O Vilarejo

O Vilarejo

O Vazio

Eu acordei no meio da escuridão. Tudo ao meu redor era confuso, uma névoa densa que parecia me sufocar. O som de sirenes distantes ecoava, um lamento frio que se misturava ao ruído abafado da chuva caindo sobre o asfalto. Tentei me mexer, mas meu corpo estava rígido, pesado, como se estivesse preso a algo invisível. Então, aos poucos, a escuridão começou a se dissipar, e eu senti a dor.

Era um tipo de dor que não vinha de fora, mas de dentro. Uma sensação de vazio profundo. Não consegui entender imediatamente, mas havia algo que faltava em mim. O que era? Tentei me lembrar de quem eu era, onde estava, o que tinha acontecido, mas... nada. A única coisa que surgia era a noite. A chuva. E o som das sirenes.

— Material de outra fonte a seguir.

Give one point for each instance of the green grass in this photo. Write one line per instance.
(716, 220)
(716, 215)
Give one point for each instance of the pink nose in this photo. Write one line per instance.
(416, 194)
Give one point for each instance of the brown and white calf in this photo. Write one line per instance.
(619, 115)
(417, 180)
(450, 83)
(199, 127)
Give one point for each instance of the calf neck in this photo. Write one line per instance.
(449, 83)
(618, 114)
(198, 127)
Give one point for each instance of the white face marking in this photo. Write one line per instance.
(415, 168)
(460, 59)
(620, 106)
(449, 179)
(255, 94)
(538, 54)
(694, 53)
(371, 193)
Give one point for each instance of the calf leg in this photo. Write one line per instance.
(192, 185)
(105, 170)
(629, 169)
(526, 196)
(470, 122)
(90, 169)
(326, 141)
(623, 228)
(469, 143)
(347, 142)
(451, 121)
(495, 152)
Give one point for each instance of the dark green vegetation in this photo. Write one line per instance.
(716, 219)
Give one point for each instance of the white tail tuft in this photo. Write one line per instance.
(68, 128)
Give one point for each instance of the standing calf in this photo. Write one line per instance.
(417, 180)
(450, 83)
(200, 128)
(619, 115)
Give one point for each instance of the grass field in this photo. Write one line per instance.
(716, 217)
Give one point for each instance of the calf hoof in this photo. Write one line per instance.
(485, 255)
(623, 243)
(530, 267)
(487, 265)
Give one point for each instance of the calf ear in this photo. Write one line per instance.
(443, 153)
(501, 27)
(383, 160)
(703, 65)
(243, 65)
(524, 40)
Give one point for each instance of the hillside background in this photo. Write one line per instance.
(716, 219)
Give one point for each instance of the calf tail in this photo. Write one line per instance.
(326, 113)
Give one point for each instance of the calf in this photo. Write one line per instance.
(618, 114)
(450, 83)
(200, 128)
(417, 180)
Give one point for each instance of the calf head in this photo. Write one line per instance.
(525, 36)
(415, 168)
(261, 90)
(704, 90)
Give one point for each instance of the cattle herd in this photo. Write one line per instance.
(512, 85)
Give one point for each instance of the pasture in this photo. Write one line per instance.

Minha visão foi clareando aos poucos, e eu vi as luzes vermelhas e azuis refletidas no vidro quebrado do carro. Eu estava deitada de lado, meu corpo preso pelo cinto de segurança. O carro estava virado, e eu podia sentir o cheiro de gasolina e ferro. Tentei soltar o cinto, mas minha mão direita estava fraca demais. Sangue escorria pelo meu rosto, misturando-se com a chuva que entrava pelo para-brisa estilhaçado. Estava sozinha, no meio do que parecia ser uma estrada deserta.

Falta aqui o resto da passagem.